Siroflex Ultra review
A hands-on, long-term review of the Siroflex Ultra shower head: spray pattern, water pressure, build quality, and why it earns a permanent spot.
The verdict, up front: 5 out of 5. The Siroflex Ultra is the best shower head we have ever used, and we have used it against fixtures that cost ten and twenty times as much. It is also $12.95, which moves it from “great product” to “minor miracle.”
What it is
A one-piece, single-mode shower head, molded in Italy from LEXAN polycarbonate, with an 80-hole spray face. White is the classic; there is also a chrome-look version. It threads onto a standard 1/2 inch shower arm by hand and seals with a rubber washer. That is the entire product. There is nothing else to describe, which turns out to be the point.
The spray
This is where the Ultra earns the domain name. Eighty small holes cover the face edge to edge, so the pattern has no hollow center and no dead spot. The stream arrives dense and even, with enough velocity to actually rinse shampoo instead of politely dampening it.
The feel is brisk and needling in the best way: strong enough to feel like a real shower on modest plumbing, never so harsh that you flinch. Wide luxury heads drizzle when the pressure dips. The Ultra does not, which is why it has a second life as the go-to head for low water pressure homes.
The numbers
We do not repeat spec-sheet numbers here. We are measuring our own unit the honest way: a bucket, a timer, and a before/after comparison against the builder-grade head it replaced.
Until those numbers are in, we will only say what the law says: shower heads sold in the US are capped at 2.5 gallons per minute, and the Ultra’s magic is about how it uses flow, not how much it uses. Details on restrictors and state rules live in the FAQ.
Build quality
A plastic shower head sounds like a downgrade until you live with one. Polycarbonate does not rust, pit, or peel. There is no plated finish for hard water to destroy, no rubber nozzles to harden and crack, no swivel-ball innards to seize. It is light enough that the shower arm carries it without sagging and tough enough to shrug off being dropped in a suitcase, which is exactly where its most devoted fans keep a spare.
Maintenance is a 30-minute vinegar soak a few times a year. The head unscrews by hand, soaks, and goes back on. No tools have ever been involved in any part of this product’s life.
Living with it
Installation took about two minutes the first time and gets faster with practice; the install guide covers it, but the summary is: unscrew old head, hand-tighten new one, done. No thread tape, no wrench, no drama.
Day to day it simply works, every time, identically. The absence of modes means there is nothing to fiddle back into position and nothing to break. It is the appliance equivalent of a cast-iron pan.
The honest downsides
- It looks like $12.95. The white version has a certain retro Italian charm, but nobody will mistake it for a spa fixture. You are paying for the shower, not the jewelry.

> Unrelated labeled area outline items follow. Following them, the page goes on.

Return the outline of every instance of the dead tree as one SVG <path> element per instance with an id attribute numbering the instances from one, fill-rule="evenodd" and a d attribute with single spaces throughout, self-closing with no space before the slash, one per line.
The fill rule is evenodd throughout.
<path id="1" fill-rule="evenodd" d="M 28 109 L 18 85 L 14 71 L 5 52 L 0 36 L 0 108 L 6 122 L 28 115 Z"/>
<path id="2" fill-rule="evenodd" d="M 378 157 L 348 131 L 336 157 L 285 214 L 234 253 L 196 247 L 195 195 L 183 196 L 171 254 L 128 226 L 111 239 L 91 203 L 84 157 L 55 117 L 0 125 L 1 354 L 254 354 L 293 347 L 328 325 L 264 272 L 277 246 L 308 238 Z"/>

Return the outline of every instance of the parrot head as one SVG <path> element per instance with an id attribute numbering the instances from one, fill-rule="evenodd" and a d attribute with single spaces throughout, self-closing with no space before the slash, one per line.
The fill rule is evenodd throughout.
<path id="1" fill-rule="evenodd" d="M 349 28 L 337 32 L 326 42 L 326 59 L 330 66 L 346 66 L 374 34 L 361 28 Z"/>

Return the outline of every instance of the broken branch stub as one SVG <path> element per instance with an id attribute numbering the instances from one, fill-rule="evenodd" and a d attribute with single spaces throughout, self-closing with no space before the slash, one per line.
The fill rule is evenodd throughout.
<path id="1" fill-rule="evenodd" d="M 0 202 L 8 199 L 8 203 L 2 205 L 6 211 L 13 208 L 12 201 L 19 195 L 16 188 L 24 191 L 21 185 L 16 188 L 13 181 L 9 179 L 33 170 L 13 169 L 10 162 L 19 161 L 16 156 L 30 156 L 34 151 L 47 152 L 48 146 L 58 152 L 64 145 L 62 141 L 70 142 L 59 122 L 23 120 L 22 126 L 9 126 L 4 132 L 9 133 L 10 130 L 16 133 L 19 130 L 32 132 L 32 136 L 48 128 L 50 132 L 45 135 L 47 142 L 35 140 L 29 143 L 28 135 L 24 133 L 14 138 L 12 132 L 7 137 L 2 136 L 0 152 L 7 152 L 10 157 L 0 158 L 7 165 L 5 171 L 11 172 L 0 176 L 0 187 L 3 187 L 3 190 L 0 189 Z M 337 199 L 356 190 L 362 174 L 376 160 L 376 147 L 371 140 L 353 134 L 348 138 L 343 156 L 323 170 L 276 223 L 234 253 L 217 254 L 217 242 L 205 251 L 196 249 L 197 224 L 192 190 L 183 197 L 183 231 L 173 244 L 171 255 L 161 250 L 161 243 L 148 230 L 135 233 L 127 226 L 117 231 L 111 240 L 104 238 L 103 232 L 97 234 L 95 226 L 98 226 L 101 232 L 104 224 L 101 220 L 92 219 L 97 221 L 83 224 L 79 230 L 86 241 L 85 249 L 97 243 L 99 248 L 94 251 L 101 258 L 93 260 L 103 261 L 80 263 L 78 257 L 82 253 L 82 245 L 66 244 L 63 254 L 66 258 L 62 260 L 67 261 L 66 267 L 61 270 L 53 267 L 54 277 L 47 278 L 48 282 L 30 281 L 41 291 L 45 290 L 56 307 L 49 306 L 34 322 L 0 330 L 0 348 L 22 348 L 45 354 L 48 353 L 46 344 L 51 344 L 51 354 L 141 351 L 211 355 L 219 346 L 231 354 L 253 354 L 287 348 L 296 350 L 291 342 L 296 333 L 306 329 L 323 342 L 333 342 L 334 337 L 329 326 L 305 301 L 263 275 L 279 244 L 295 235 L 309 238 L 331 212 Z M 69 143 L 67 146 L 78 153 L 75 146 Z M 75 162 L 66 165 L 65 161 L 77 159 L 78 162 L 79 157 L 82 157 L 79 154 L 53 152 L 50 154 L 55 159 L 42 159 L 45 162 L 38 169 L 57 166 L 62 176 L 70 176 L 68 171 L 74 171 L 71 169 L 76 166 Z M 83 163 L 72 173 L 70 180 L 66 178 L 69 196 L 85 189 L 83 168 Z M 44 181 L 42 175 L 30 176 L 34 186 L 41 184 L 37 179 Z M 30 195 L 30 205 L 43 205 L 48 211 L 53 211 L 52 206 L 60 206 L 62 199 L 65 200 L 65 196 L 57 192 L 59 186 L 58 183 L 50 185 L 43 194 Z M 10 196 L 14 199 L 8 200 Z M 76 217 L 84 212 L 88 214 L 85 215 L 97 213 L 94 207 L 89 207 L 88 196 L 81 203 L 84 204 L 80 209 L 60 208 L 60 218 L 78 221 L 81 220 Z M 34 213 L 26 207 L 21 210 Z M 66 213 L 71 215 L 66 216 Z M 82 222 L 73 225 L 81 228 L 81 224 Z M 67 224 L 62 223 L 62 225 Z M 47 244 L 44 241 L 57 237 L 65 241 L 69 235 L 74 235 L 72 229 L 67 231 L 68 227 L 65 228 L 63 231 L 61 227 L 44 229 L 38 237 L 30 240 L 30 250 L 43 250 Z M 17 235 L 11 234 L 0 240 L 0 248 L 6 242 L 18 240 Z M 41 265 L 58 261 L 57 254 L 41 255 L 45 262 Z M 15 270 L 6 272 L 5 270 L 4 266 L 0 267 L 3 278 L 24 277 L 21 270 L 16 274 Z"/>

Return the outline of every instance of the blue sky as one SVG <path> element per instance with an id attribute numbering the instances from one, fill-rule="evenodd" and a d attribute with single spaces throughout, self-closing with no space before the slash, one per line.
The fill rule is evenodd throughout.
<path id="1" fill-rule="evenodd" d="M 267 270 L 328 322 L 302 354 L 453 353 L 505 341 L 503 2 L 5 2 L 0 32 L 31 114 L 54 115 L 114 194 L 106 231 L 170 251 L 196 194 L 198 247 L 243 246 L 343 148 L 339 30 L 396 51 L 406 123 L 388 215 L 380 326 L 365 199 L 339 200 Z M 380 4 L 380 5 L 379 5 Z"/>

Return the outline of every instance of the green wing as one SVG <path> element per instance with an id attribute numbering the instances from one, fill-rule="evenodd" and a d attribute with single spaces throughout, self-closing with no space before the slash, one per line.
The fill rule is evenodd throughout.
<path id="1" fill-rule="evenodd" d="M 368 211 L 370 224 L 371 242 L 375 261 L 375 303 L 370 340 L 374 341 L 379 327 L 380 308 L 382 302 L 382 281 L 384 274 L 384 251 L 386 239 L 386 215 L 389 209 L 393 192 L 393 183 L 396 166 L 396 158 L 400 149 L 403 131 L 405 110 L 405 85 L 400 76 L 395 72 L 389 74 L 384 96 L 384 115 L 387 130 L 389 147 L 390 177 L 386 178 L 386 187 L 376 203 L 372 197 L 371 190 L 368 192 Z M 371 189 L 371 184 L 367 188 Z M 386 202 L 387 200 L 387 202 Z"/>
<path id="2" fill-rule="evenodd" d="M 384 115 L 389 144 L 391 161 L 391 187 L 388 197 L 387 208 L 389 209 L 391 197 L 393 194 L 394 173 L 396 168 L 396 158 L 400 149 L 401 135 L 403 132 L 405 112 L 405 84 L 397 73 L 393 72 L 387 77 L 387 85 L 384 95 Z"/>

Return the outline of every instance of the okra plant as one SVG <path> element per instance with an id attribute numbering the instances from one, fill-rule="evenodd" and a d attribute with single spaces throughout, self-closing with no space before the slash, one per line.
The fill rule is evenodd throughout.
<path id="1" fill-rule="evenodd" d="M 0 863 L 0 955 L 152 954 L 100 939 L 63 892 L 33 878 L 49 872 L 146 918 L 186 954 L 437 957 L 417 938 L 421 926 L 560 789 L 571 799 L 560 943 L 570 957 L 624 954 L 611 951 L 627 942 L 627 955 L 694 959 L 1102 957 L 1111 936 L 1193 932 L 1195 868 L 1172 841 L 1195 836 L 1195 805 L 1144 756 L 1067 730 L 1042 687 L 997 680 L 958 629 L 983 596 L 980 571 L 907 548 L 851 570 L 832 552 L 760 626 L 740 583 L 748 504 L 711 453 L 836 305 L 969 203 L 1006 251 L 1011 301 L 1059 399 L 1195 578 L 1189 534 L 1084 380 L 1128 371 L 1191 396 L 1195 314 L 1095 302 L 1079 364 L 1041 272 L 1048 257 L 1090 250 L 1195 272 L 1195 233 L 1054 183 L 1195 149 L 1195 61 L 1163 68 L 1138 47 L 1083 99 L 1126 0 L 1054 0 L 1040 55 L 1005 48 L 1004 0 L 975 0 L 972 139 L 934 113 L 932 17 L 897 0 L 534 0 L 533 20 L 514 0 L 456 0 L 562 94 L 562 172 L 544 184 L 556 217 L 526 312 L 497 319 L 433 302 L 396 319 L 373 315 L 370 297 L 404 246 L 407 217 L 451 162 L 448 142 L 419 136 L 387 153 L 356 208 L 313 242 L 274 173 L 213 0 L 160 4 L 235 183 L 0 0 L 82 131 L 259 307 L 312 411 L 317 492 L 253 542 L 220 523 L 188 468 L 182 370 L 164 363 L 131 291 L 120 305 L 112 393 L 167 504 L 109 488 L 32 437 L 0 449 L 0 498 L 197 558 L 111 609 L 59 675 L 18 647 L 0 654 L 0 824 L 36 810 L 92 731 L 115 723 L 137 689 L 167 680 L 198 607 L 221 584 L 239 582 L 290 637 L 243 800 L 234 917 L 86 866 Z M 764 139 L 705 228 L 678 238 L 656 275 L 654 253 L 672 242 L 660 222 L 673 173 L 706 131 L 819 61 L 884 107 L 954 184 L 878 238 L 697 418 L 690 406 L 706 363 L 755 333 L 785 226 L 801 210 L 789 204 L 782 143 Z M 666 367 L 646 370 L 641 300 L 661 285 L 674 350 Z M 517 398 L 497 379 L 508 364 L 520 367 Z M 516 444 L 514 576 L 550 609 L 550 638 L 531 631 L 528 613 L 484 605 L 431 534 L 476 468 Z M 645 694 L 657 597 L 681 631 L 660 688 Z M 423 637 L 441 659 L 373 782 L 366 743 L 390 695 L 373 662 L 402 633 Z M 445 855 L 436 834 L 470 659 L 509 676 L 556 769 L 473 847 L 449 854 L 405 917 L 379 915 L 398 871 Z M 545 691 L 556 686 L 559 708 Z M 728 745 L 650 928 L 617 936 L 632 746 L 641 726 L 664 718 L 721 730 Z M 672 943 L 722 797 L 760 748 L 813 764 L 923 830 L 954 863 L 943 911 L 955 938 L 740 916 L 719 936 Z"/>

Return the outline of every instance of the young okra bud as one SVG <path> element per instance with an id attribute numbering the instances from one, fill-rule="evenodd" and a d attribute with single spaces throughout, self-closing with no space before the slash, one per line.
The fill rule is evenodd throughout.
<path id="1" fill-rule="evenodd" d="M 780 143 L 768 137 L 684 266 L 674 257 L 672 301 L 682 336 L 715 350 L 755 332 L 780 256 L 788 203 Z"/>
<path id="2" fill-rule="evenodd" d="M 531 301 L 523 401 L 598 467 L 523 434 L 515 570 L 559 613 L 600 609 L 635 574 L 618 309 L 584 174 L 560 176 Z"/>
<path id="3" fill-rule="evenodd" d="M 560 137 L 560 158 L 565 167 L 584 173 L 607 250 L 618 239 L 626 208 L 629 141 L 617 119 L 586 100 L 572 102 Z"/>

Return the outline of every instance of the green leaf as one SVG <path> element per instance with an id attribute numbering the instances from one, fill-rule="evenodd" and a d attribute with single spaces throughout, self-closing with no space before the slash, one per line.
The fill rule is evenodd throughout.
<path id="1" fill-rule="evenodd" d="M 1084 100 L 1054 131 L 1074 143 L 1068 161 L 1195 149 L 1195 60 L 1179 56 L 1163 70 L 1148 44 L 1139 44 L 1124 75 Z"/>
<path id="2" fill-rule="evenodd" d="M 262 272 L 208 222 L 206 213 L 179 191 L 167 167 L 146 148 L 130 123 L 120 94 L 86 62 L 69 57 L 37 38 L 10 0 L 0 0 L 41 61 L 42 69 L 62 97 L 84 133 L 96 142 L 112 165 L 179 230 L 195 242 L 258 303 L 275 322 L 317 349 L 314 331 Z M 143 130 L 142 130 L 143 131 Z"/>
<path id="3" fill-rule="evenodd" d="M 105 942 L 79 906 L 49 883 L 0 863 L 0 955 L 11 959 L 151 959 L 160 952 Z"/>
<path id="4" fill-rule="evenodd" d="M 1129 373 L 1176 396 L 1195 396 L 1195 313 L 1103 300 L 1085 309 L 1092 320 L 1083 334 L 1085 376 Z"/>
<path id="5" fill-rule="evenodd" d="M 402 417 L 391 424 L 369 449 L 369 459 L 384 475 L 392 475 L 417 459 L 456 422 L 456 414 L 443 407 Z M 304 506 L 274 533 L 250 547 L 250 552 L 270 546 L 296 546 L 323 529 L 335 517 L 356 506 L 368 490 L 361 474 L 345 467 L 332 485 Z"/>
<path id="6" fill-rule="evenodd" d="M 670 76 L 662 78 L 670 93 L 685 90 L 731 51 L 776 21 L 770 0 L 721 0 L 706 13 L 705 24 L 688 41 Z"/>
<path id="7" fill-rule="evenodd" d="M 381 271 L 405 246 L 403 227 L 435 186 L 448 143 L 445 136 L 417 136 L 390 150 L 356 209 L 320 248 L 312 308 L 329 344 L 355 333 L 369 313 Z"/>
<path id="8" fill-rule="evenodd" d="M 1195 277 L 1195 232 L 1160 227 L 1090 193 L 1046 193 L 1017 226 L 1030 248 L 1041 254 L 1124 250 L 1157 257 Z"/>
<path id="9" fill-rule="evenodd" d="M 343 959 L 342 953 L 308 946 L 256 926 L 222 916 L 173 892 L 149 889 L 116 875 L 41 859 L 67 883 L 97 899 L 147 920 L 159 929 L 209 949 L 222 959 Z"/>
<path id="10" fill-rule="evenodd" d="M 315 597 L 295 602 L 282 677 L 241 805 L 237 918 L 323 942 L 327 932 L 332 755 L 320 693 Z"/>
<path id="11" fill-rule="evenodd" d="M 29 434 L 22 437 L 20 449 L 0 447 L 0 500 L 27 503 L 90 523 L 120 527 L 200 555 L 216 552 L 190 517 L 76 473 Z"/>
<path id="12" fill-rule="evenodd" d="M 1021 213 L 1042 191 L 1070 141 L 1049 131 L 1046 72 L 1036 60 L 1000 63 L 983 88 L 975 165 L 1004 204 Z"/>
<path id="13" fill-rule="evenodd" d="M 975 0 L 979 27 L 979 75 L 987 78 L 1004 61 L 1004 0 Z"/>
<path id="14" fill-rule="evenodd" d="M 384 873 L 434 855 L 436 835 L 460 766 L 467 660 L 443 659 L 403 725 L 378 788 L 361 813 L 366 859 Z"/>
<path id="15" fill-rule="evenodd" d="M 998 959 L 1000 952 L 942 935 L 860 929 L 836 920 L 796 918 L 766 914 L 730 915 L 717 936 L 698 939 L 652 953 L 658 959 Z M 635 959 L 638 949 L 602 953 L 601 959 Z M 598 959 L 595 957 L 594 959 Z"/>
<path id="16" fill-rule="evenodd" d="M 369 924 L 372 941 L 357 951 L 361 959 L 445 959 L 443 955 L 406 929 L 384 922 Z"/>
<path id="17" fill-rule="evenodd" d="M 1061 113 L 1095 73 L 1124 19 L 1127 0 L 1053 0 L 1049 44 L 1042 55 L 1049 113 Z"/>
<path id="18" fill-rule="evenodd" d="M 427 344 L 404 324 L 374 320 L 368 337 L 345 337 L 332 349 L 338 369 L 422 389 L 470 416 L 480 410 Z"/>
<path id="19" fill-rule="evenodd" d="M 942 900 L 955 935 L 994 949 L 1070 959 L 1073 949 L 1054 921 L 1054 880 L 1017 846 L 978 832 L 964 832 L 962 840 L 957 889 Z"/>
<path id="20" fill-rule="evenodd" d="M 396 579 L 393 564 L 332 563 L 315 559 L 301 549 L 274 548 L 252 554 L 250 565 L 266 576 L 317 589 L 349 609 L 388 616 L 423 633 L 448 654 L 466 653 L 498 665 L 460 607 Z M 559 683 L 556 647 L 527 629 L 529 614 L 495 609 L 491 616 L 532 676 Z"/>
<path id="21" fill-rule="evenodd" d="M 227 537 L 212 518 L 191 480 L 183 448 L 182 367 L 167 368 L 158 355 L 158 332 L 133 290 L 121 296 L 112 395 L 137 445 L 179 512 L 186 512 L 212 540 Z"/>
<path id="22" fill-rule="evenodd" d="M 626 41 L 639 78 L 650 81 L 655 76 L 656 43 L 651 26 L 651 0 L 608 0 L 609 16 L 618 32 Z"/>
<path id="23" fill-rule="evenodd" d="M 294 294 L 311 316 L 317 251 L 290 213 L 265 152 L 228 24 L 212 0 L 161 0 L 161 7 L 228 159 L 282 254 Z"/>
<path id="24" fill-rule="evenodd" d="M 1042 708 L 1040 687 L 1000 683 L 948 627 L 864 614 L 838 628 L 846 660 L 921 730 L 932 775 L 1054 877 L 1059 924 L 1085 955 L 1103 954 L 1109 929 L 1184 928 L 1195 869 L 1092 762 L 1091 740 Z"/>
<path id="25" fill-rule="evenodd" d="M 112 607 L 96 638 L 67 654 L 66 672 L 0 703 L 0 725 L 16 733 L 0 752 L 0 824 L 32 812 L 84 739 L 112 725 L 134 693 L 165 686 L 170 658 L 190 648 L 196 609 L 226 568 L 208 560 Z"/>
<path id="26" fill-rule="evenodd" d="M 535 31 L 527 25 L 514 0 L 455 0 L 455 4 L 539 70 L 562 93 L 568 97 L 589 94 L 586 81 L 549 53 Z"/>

- One spray mode. If you genuinely use massage or mist settings, the Ultra does not have them and never will.
- Buying one takes slight effort. It lives in small storefronts and one Amazon listing, not in the aisle at the hardware store, and lookalikes exist.
How does it stack against the big names? We ran the honest comparisons: Moen, Delta, High Sierra, and Speakman.
Verdict
5 out of 5. The Siroflex Ultra does the one job a shower head has, does it better than anything else we have tried, and costs less than lunch. Get one from a genuine seller, install it in two minutes, and stop thinking about shower heads for a decade or two.